Sir Richard Branson has told MPs that the approach to drugs must change (Reuters)
Sir Richard Branson has told MPs that the approach to drugs must change (Reuters)

Sir Richard Branson believes that the use of drugs should be treated as a health problem and not a crime, adding the war on drugs has "totally failed."

Giving evidence to the Commons Home Affairs Select Committee, the Virgin boss told MPs that the failure was down to "trying to deal with it as a criminal problem rather than a health problem"

The entrepreneur also told MPs that Britain should follow in the steps of countries like Portugal, where not a single person has been jailed for using drugs in the last 10 years.

"10 years ago they had a massive drug problem. Heroin was rampant and they decided to move drugs from the home office to the health department," the tycoon said.

Branson suggested that the drugs policy should be in the hands of the Department of Health, and not the Home Office. He believes this would help the authorities concentrate on organised crime and the people dealing drugs.

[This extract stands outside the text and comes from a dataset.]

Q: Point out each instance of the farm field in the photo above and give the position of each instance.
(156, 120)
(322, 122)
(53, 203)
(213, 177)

"100,000 young people are arrested every year, and the figures are growing, for taking drugs," said Branson.

"75,000 of these young people are given criminal records. By actually moving drugs into the health department and not in the Home Office, if people have a problem, just like in Portugal, they should go in front of a panel to help them."

"Treatment is a lot cheaper than prison and more effective. There is enormous benefit to individuals in society."

But Branson did add: "I would not advocate heroin and cocaine to be sold in supermarkets."

When asked about his own drug use, Branson suggested "50 percent of my generation have smoked cannabis" and "75 percent of my children's generation had smoked cannabis."

Branson admitted that Prime Minister Davis Cameron would have to be "brave" to pass a policy regarding changing the drug laws.

The committee's previous inquiry in 2002, when Cameron was on the committee, said that drug use was a "passing phase" for many young people which "rarely results in any long-term harm."

Cameron admitted more than 10 years ago that the UK's drug policy "has been failing for decades" and he hoped the report "will encourage fresh thinking and a new approach."

The Home Office has already said it has "no intention of liberalising our drugs laws."